Quadro normativo e finalità
La misura nasce dalla Legge di Bilancio 2026, che ha disposto la creazione di un ISEE “dedicato” per facilitare l’accesso a prestazioni per l’inclusione sociale e il sostegno alle famiglie con figli. Si tratta di un indicatore separato rispetto all’ISEE ordinario, applicabile esclusivamente alle prestazioni indicate dalla legge, con l’obiettivo di rendere più aderente la valutazione economica alla composizione reale del nucleo familiare.
Prestazioni coinvolte
L’ISEE dedicato viene utilizzato per valutare l’accesso e l’importo di benefici quali:
– Assegno di Inclusione (ADI)
– Supporto per la Formazione e il Lavoro (SFL)
– Assegno unico e universale per i figli a carico
– Bonus asilo nido
– Bonus nuovi nati
Novità sui parametri: scala di equivalenza e franchigia prima casa
La riforma aggiorna i coefficienti della scala di equivalenza in funzione del numero di figli (esempi: +0,10 per due figli, +0,25 per tre, +0,40 per quattro, +0,55 per cinque o più). La franchigia sul valore dell’abitazione principale sale a 91.500 euro a livello nazionale, con un limite di 120.000 euro per i nuclei residenti nei capoluoghi delle città metropolitane. A questi importi si aggiungono 2.500 euro per ogni figlio convivente dopo il primo.

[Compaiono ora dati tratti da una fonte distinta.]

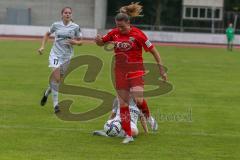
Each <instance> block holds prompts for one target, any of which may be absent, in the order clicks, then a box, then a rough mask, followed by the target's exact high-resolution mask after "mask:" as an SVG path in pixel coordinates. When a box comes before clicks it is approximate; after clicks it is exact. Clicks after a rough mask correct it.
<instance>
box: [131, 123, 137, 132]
mask: <svg viewBox="0 0 240 160" xmlns="http://www.w3.org/2000/svg"><path fill="white" fill-rule="evenodd" d="M131 129H132V130H134V132H135V133H137V134H138V128H137V126H136V124H135V123H133V122H131Z"/></svg>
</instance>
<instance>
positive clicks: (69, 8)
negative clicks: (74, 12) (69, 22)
mask: <svg viewBox="0 0 240 160" xmlns="http://www.w3.org/2000/svg"><path fill="white" fill-rule="evenodd" d="M66 9H70V10H71V12H72V8H71V7H64V8H63V9H62V11H61V14H63V12H64V11H65V10H66Z"/></svg>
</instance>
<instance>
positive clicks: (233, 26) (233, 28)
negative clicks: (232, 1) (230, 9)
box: [233, 7, 239, 30]
mask: <svg viewBox="0 0 240 160" xmlns="http://www.w3.org/2000/svg"><path fill="white" fill-rule="evenodd" d="M233 9H234V10H235V11H236V12H235V15H234V23H233V29H234V30H236V27H237V20H238V10H239V8H238V7H234V8H233Z"/></svg>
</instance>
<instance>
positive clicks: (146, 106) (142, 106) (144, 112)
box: [137, 99, 150, 118]
mask: <svg viewBox="0 0 240 160" xmlns="http://www.w3.org/2000/svg"><path fill="white" fill-rule="evenodd" d="M137 106H138V108H139V109H140V110H141V111H142V113H143V114H144V115H145V117H146V118H148V117H150V111H149V108H148V105H147V102H146V100H145V99H143V103H142V105H137Z"/></svg>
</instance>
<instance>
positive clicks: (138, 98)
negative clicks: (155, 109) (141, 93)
mask: <svg viewBox="0 0 240 160" xmlns="http://www.w3.org/2000/svg"><path fill="white" fill-rule="evenodd" d="M134 100H135V103H136V104H137V105H138V106H139V105H142V103H143V98H142V97H137V98H134Z"/></svg>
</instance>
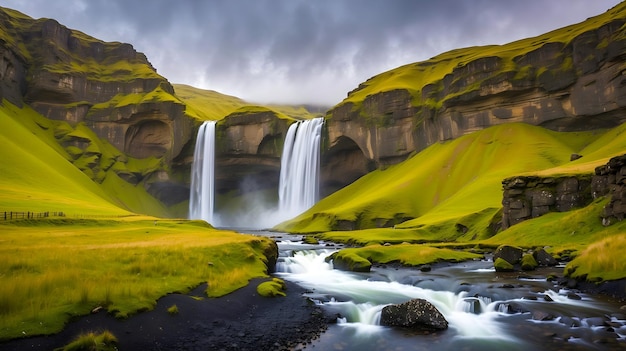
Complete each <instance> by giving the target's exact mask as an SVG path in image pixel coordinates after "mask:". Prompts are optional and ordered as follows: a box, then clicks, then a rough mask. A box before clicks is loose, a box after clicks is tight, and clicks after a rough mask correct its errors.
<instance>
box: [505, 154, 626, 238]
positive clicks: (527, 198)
mask: <svg viewBox="0 0 626 351" xmlns="http://www.w3.org/2000/svg"><path fill="white" fill-rule="evenodd" d="M502 186H503V199H502V208H503V211H502V229H506V228H509V227H510V226H512V225H515V224H517V223H520V222H522V221H525V220H528V219H531V218H536V217H539V216H542V215H544V214H546V213H549V212H565V211H570V210H573V209H576V208H581V207H584V206H587V205H589V204H590V203H591V202H592V201H593V200H595V199H597V198H599V197H602V196H608V197H609V198H610V200H609V203H608V204H607V205H606V206H605V208H604V211H603V213H602V215H601V217H602V218H601V219H599V220H602V223H603V224H604V225H610V224H612V223H615V222H616V221H621V220H623V219H624V218H626V155H622V156H618V157H614V158H612V159H611V160H609V162H608V163H607V164H606V165H603V166H600V167H597V168H596V169H595V174H581V175H575V176H563V177H535V176H519V177H512V178H507V179H505V180H504V181H503V182H502Z"/></svg>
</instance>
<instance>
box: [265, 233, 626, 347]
mask: <svg viewBox="0 0 626 351" xmlns="http://www.w3.org/2000/svg"><path fill="white" fill-rule="evenodd" d="M254 234H257V235H259V234H261V235H271V236H272V237H274V238H275V239H276V241H277V243H278V246H279V251H280V257H279V260H278V263H277V266H276V270H277V272H276V276H278V277H280V278H282V279H285V280H289V281H293V282H295V283H297V284H299V285H300V286H302V287H304V288H306V289H307V290H308V291H309V293H308V294H307V296H308V297H309V298H310V299H311V300H312V301H314V302H315V303H317V304H320V305H321V306H322V307H323V308H324V309H325V310H326V311H327V312H328V313H329V314H331V315H333V316H334V315H336V316H337V322H336V324H333V325H331V326H330V327H329V329H328V331H327V332H325V333H324V334H322V336H321V337H320V338H319V339H318V340H315V341H313V342H312V343H311V344H309V345H308V346H306V348H305V350H346V351H347V350H355V351H356V350H359V351H367V350H372V351H374V350H376V351H379V350H397V351H400V350H433V349H436V350H438V351H444V350H481V351H484V350H505V349H506V350H509V351H514V350H594V349H595V350H612V349H620V350H623V349H626V316H625V315H626V311H624V309H622V308H621V306H622V304H621V303H619V302H617V301H611V300H609V299H606V298H603V297H600V296H590V295H587V294H583V293H580V292H575V291H569V290H567V289H564V288H563V287H560V286H558V285H557V284H556V283H554V282H551V281H548V280H547V279H546V276H548V275H549V274H557V275H561V274H562V270H563V268H562V267H554V268H549V269H548V268H546V269H541V270H538V271H534V272H528V273H522V274H520V273H505V274H503V273H498V272H495V270H494V269H493V262H491V261H490V260H488V259H485V260H480V261H470V262H464V263H459V264H446V263H443V264H435V265H433V269H432V270H431V271H430V272H422V271H420V270H418V269H415V268H407V267H399V266H375V267H373V268H372V271H371V272H370V273H353V272H344V271H339V270H335V269H333V268H332V263H327V262H326V261H325V258H326V257H327V256H328V255H330V254H331V253H332V252H334V251H335V250H337V249H338V248H339V246H334V245H332V246H329V245H328V244H325V243H321V244H320V245H307V244H303V243H302V242H301V241H299V238H298V237H297V236H293V235H288V234H284V235H281V234H277V233H259V232H256V233H254ZM413 298H423V299H426V300H428V301H430V302H431V303H432V304H433V305H435V307H437V309H438V310H439V311H440V312H441V313H442V314H443V315H444V316H445V318H446V319H447V320H448V323H449V328H448V329H447V330H445V331H431V332H425V331H422V332H412V331H409V330H405V329H401V328H391V327H384V326H380V325H379V323H378V321H379V319H380V311H381V310H382V308H383V307H384V306H386V305H388V304H396V303H402V302H405V301H408V300H410V299H413Z"/></svg>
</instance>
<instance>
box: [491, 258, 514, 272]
mask: <svg viewBox="0 0 626 351" xmlns="http://www.w3.org/2000/svg"><path fill="white" fill-rule="evenodd" d="M493 266H494V268H495V269H496V272H512V271H513V270H514V267H513V265H512V264H510V263H509V262H507V261H506V260H505V259H503V258H497V259H496V260H495V261H494V262H493Z"/></svg>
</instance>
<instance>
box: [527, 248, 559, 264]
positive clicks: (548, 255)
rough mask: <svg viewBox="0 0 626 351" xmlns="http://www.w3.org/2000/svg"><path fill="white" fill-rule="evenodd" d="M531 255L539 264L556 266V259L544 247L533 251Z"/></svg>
mask: <svg viewBox="0 0 626 351" xmlns="http://www.w3.org/2000/svg"><path fill="white" fill-rule="evenodd" d="M533 257H534V258H535V260H536V261H537V263H538V264H539V265H540V266H556V265H557V264H558V262H557V261H556V259H555V258H554V257H552V255H550V254H549V253H547V252H546V250H544V249H538V250H535V251H533Z"/></svg>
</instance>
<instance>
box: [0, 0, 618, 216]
mask: <svg viewBox="0 0 626 351" xmlns="http://www.w3.org/2000/svg"><path fill="white" fill-rule="evenodd" d="M625 22H626V5H624V4H620V5H618V6H616V7H615V8H613V9H611V10H609V11H607V12H606V13H604V14H601V15H599V16H596V17H593V18H590V19H588V20H587V21H585V22H583V23H580V24H576V25H572V26H570V27H566V28H562V29H559V30H556V31H554V32H550V33H547V34H545V35H542V36H539V37H535V38H529V39H524V40H520V41H517V42H513V43H510V44H506V45H499V46H486V47H472V48H464V49H458V50H453V51H450V52H446V53H443V54H441V55H438V56H436V57H433V58H432V59H430V60H427V61H423V62H417V63H412V64H409V65H406V66H402V67H399V68H397V69H394V70H391V71H388V72H385V73H382V74H380V75H377V76H375V77H372V78H371V79H369V80H367V81H366V82H364V83H362V84H361V85H359V86H358V87H357V88H356V89H354V90H353V91H351V92H349V93H348V96H347V98H346V99H345V100H343V101H342V102H340V103H339V104H337V105H336V106H334V107H333V108H331V109H330V110H328V111H327V112H326V124H325V127H324V135H323V139H324V140H323V150H322V160H321V161H322V175H321V181H322V184H321V191H320V192H321V194H322V195H324V196H325V195H328V194H331V193H333V192H334V191H336V190H338V189H341V188H343V187H345V186H346V185H348V184H350V183H352V182H353V181H355V180H356V179H358V178H359V177H361V176H363V175H365V174H367V173H369V172H371V171H372V170H375V169H383V168H385V167H387V166H389V165H392V164H396V163H399V162H401V161H403V160H405V159H407V158H408V157H409V156H410V155H412V154H415V153H417V152H420V151H422V150H424V149H425V148H427V147H428V146H430V145H432V144H435V143H438V142H441V141H447V140H451V139H455V138H458V137H460V136H463V135H466V134H469V133H471V132H474V131H477V130H481V129H484V128H487V127H490V126H494V125H499V124H505V123H511V122H524V123H529V124H534V125H538V126H543V127H545V128H549V129H553V130H558V131H577V130H594V129H605V128H610V127H614V126H616V125H619V124H621V123H623V122H624V121H626V107H625V106H626V83H625V82H626V80H625V79H624V69H625V68H626V67H625V64H624V62H625V61H626V29H625V28H624V24H625ZM0 28H1V29H2V31H0V57H1V58H2V60H1V61H0V97H1V98H2V99H4V100H6V101H8V102H10V103H12V104H14V105H16V106H22V105H27V106H29V107H31V108H33V109H34V110H36V111H37V112H39V113H40V114H42V115H43V116H45V117H47V118H49V119H51V120H54V121H58V124H57V125H56V127H55V131H54V133H55V136H56V137H57V140H58V142H59V143H60V144H61V145H62V146H63V147H64V148H65V150H66V151H67V153H68V155H69V156H68V157H69V158H70V161H71V162H73V163H74V164H75V165H76V166H77V167H79V168H80V169H81V170H83V172H85V173H86V174H88V175H89V176H90V177H92V179H94V180H95V181H96V182H100V183H104V182H105V181H106V179H107V178H111V177H119V178H120V179H122V180H123V181H125V182H128V183H130V184H132V185H134V186H142V187H143V188H145V189H146V190H147V191H148V193H150V194H151V195H152V196H154V197H155V198H157V199H158V200H159V201H160V202H161V203H163V204H164V205H165V206H166V207H172V206H176V205H184V204H185V202H186V200H188V197H189V173H190V167H191V161H192V158H193V149H194V144H195V135H196V131H197V129H198V127H199V125H200V124H201V122H202V120H206V119H215V120H220V122H219V123H218V126H217V131H218V135H217V140H218V143H217V150H216V159H217V165H218V167H217V168H218V171H217V172H218V174H217V187H218V193H220V194H233V193H241V192H245V191H248V190H250V189H252V190H263V189H275V188H276V186H277V183H278V174H279V170H280V155H281V152H282V141H283V140H284V137H285V134H286V130H287V128H288V126H289V124H291V123H292V122H293V121H295V120H296V119H298V118H303V117H304V118H308V117H311V116H312V115H314V114H312V113H310V112H309V111H304V112H298V113H284V111H283V112H281V111H280V109H278V108H274V107H270V108H268V107H259V106H251V105H250V104H247V103H245V102H244V101H241V100H238V99H236V98H232V97H226V96H224V95H219V94H217V93H215V92H207V91H201V90H194V91H193V92H192V93H189V91H187V90H186V89H187V88H185V87H183V86H180V87H178V86H173V85H172V84H170V83H169V82H168V81H167V79H166V78H164V77H162V76H160V75H159V74H158V73H157V71H156V69H155V68H154V67H153V66H152V65H151V64H150V62H149V61H148V59H147V58H146V57H145V55H143V54H142V53H139V52H137V51H135V50H134V48H133V47H132V46H131V45H129V44H124V43H106V42H102V41H100V40H97V39H95V38H92V37H90V36H88V35H86V34H84V33H81V32H78V31H75V30H71V29H68V28H66V27H65V26H63V25H61V24H59V23H58V22H56V21H54V20H51V19H38V20H34V19H32V18H29V17H27V16H25V15H23V14H20V13H18V12H16V11H13V10H9V9H0ZM190 94H191V95H193V96H191V95H190ZM211 94H212V95H211ZM216 94H217V95H216ZM216 101H217V102H216ZM225 106H227V107H225ZM209 111H213V112H209ZM215 111H219V113H218V114H215ZM317 112H320V111H317ZM212 113H213V114H212ZM91 133H93V135H94V136H92V135H91ZM94 138H97V139H98V140H100V141H104V142H105V146H102V145H103V144H102V143H97V142H95V140H94ZM583 156H584V155H583ZM246 184H247V185H249V187H247V186H246ZM182 207H184V206H182ZM182 207H181V208H182ZM134 210H137V211H141V209H140V208H137V209H134ZM175 214H176V215H184V213H175Z"/></svg>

Patrimonio mobiliare e DSU precompilate
Per le DSU precompilate dall’INPS resta confermata l’esclusione automatica dal patrimonio mobiliare di titoli di Stato, buoni fruttiferi postali e libretti di risparmio fino a un limite di 50.000 euro per nucleo familiare. Se la DSU è compilata in modalità autodichiarata, invece, il dichiarante deve segnalare le esclusioni: in questo caso non avviene alcuna esclusione automatica e gli enti possono richiedere verifiche documentali.

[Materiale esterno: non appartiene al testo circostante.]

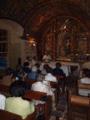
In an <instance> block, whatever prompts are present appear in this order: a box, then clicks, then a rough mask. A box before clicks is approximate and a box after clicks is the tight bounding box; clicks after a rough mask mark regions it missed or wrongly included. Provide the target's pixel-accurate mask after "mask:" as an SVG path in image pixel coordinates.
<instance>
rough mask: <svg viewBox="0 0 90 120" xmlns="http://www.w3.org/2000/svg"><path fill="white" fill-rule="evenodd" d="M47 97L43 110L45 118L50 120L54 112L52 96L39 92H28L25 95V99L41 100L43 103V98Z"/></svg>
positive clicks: (30, 91) (46, 119)
mask: <svg viewBox="0 0 90 120" xmlns="http://www.w3.org/2000/svg"><path fill="white" fill-rule="evenodd" d="M44 97H47V100H46V101H45V103H44V104H41V106H42V108H43V109H44V117H45V120H49V118H50V116H51V115H50V113H51V110H52V98H51V96H47V94H46V93H43V92H38V91H27V92H26V93H25V95H24V98H25V99H28V100H31V99H34V100H41V101H43V98H44Z"/></svg>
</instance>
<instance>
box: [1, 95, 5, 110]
mask: <svg viewBox="0 0 90 120" xmlns="http://www.w3.org/2000/svg"><path fill="white" fill-rule="evenodd" d="M5 101H6V97H5V96H4V95H2V94H0V109H2V110H4V109H5Z"/></svg>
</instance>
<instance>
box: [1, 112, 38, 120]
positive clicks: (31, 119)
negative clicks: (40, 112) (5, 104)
mask: <svg viewBox="0 0 90 120" xmlns="http://www.w3.org/2000/svg"><path fill="white" fill-rule="evenodd" d="M0 119H1V120H23V119H22V118H21V116H19V115H17V114H14V113H11V112H8V111H5V110H0ZM24 120H36V112H34V113H32V114H30V115H28V116H27V117H26V118H25V119H24Z"/></svg>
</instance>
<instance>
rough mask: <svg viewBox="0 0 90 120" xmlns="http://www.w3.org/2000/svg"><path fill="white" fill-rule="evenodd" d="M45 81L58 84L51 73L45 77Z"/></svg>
mask: <svg viewBox="0 0 90 120" xmlns="http://www.w3.org/2000/svg"><path fill="white" fill-rule="evenodd" d="M45 80H46V81H52V82H57V79H56V77H55V76H53V75H52V74H51V73H48V74H46V75H45Z"/></svg>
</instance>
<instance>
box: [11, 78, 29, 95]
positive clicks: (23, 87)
mask: <svg viewBox="0 0 90 120" xmlns="http://www.w3.org/2000/svg"><path fill="white" fill-rule="evenodd" d="M28 89H30V86H29V85H28V84H27V83H26V82H24V81H21V80H19V81H15V82H13V83H12V84H11V86H10V94H11V96H15V97H22V96H23V95H24V94H25V91H26V90H28Z"/></svg>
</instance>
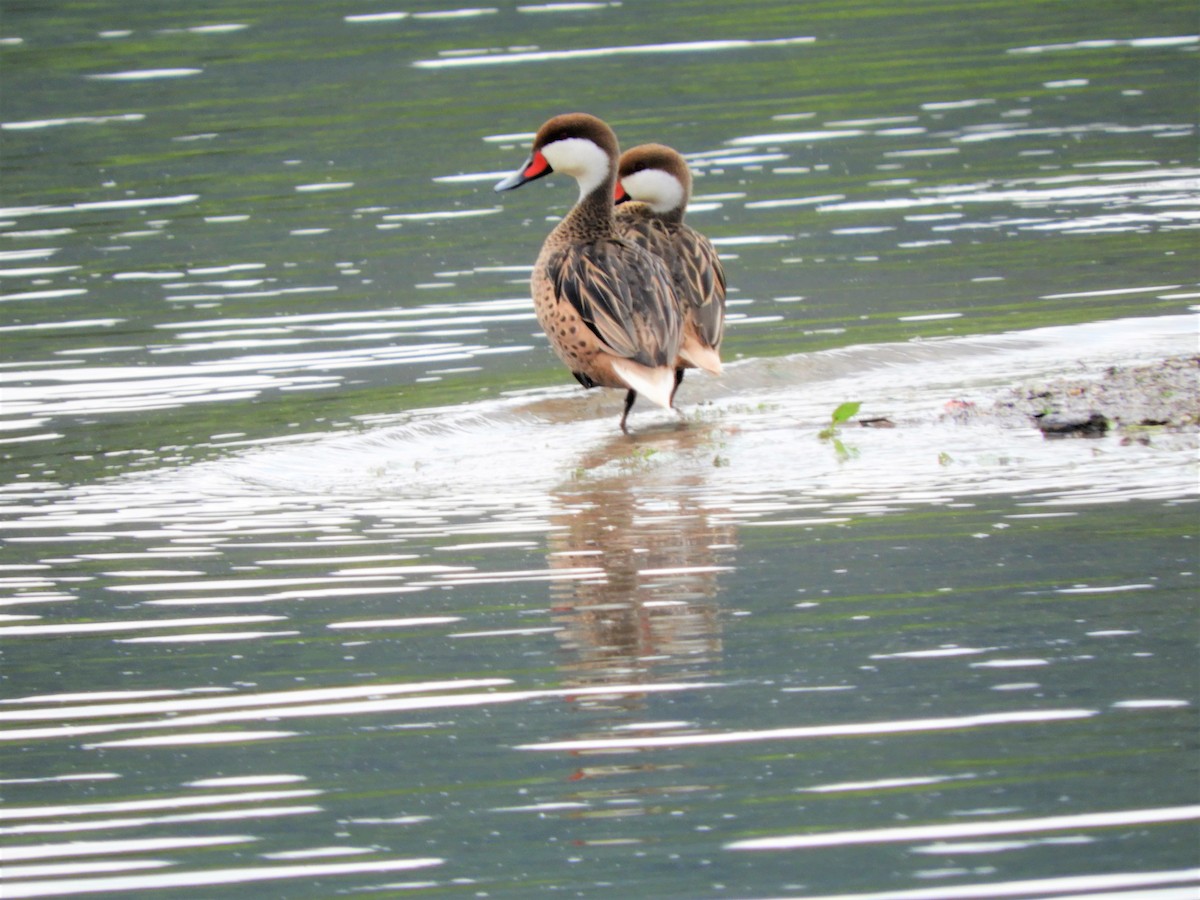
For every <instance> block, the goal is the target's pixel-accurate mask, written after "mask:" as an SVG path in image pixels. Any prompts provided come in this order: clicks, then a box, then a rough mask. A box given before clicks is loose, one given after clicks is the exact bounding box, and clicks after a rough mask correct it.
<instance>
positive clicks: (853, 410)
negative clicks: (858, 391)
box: [830, 400, 863, 425]
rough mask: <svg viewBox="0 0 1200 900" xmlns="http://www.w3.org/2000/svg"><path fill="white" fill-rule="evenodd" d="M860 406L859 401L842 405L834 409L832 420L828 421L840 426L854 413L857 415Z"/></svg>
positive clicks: (843, 404) (853, 413) (861, 405)
mask: <svg viewBox="0 0 1200 900" xmlns="http://www.w3.org/2000/svg"><path fill="white" fill-rule="evenodd" d="M862 406H863V404H862V403H860V402H859V401H857V400H852V401H848V402H846V403H842V404H841V406H840V407H838V408H836V409H834V410H833V418H832V419H830V421H832V422H833V424H834V425H841V424H842V422H844V421H846V420H847V419H850V418H851V416H852V415H854V414H856V413H858V409H859V407H862Z"/></svg>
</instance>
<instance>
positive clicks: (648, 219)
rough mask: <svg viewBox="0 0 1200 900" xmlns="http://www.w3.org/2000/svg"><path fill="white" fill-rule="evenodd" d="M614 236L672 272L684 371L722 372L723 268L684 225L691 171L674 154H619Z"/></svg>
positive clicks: (705, 240) (696, 233) (666, 147)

Effetti sulle domande presentate nel 2026
L’INPS ha già ricalcolato automaticamente le DSU presentate dal 1° gennaio 2026; le domande che erano state respinte dall’ISEE ordinario sono state riesaminate senza che i cittadini debbano ripresentare la dichiarazione. L’ente assicura, inoltre, la continuità dei pagamenti dell’Assegno unico e universale a gennaio e febbraio 2026, basandosi sull’ISEE vigente al 31 dicembre 2025 per evitare interruzioni nei versamenti.

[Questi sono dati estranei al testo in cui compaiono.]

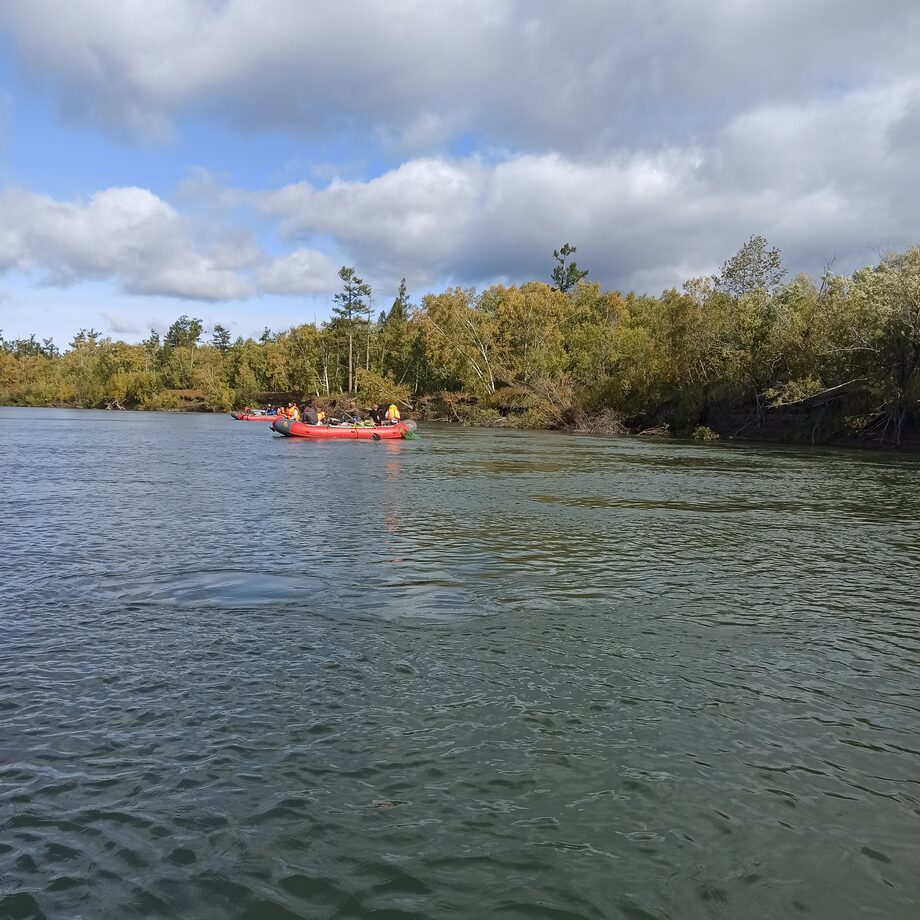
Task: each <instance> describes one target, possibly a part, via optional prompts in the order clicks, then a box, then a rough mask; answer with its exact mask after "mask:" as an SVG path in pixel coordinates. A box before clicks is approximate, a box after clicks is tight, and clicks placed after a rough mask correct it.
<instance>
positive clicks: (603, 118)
mask: <svg viewBox="0 0 920 920" xmlns="http://www.w3.org/2000/svg"><path fill="white" fill-rule="evenodd" d="M0 28H5V30H6V32H7V33H8V34H9V36H10V38H11V43H12V46H13V49H14V51H15V53H16V57H17V60H18V62H19V66H20V68H21V70H22V71H23V72H24V73H25V74H26V75H28V77H29V79H30V80H32V81H33V83H34V84H35V85H37V86H41V87H43V88H45V89H46V90H47V91H48V92H50V93H51V94H52V95H53V96H54V97H55V98H56V99H57V100H58V103H59V105H60V108H61V110H62V111H63V112H64V113H65V114H69V115H70V116H72V117H73V118H76V119H80V120H81V121H87V120H89V121H93V122H95V123H96V124H100V125H103V126H105V127H107V128H109V129H112V130H114V131H117V132H120V133H122V134H127V135H130V136H134V137H140V138H144V139H153V140H164V139H168V138H169V137H170V136H171V134H172V132H173V130H174V124H175V121H176V119H177V118H179V117H181V116H189V115H201V114H206V115H209V116H212V117H214V118H216V119H218V120H220V121H222V122H225V123H227V124H232V125H234V126H236V127H240V128H242V129H244V130H262V129H270V130H279V129H280V130H286V131H294V132H302V133H311V134H316V133H318V132H330V133H336V132H342V131H345V132H351V133H352V134H353V135H354V136H355V137H356V138H366V137H369V136H373V137H377V138H385V139H387V140H389V141H390V142H393V143H396V144H400V145H405V146H404V149H408V150H416V151H425V150H428V151H435V150H437V149H440V148H441V145H443V144H444V143H445V142H447V141H449V140H450V139H452V138H456V137H457V136H460V135H463V134H465V133H470V132H472V133H474V134H476V135H477V136H479V137H481V138H485V139H486V141H487V142H491V143H497V144H508V145H511V146H513V147H516V148H518V149H527V150H531V151H533V150H538V149H546V148H550V149H555V150H560V151H566V152H567V153H569V154H570V155H575V154H578V155H590V154H591V153H596V152H597V151H598V150H601V149H614V148H623V147H625V146H642V145H644V144H647V143H648V142H649V141H650V140H655V141H657V142H662V141H664V142H666V143H676V142H686V141H687V140H688V139H689V138H692V137H694V136H696V135H707V136H708V135H710V134H711V133H712V132H713V131H715V130H717V129H718V127H719V126H720V125H721V124H722V123H723V122H724V121H725V120H726V119H727V118H730V117H732V116H734V115H737V114H738V113H740V112H743V111H745V110H747V109H749V108H751V107H754V106H760V105H764V104H769V103H771V102H793V101H795V100H800V99H802V98H803V96H804V95H814V94H816V93H817V94H821V95H829V94H833V93H835V92H837V91H839V90H840V88H841V87H843V88H844V89H852V88H854V87H859V86H866V85H871V84H873V83H882V82H891V81H898V80H904V79H907V78H908V77H911V76H914V75H916V74H917V68H918V64H917V56H916V48H917V46H918V44H920V6H918V5H917V4H916V2H914V0H888V2H886V3H885V4H884V5H883V7H880V8H876V7H873V6H872V5H871V4H866V3H865V2H864V0H811V2H808V3H802V2H801V0H772V2H770V3H767V2H746V3H742V2H739V0H681V2H675V0H647V2H644V3H636V2H634V0H576V2H573V3H569V4H565V5H560V4H558V3H551V2H550V0H526V2H525V0H442V2H439V3H430V2H424V0H392V2H390V3H386V4H381V3H379V2H377V0H341V2H339V3H336V4H305V3H303V2H302V0H273V2H254V0H222V2H219V3H217V2H213V0H184V2H180V0H171V2H166V3H160V4H157V5H156V6H155V7H154V8H151V5H150V4H149V3H147V2H144V0H82V2H80V3H63V4H62V3H60V2H58V0H30V2H29V3H7V4H3V6H2V9H0Z"/></svg>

Cosa fare ora: suggerimenti pratici
– Controllare l’attestazione pubblicata dall’INPS dopo il ricalcolo.
– Verificare che, nelle DSU precompilate, l’esclusione del patrimonio mobiliare sia stata applicata correttamente.
– Non inviare una nuova DSU se già presentata dal 1° gennaio 2026: il ricalcolo è automatico.
– Utilizzare simulatori certificati per confrontare ISEE ordinario e ISEE dedicato e stimare eventuali variazioni nelle prestazioni.
– Tenere a portata di mano la documentazione richiesta in caso di richieste di verifica da parte degli enti erogatori.
Prossimi passi attesi
Ora si attende l’adeguamento completo dei sistemi informativi per rendere pienamente operative le procedure automatiche di elaborazione e per consentire il monitoraggio dei risultati trasmessi agli enti erogatori. Le amministrazioni proseguiranno con le verifiche previste dalla normativa e con eventuali rettifiche laddove emergano incongruenze.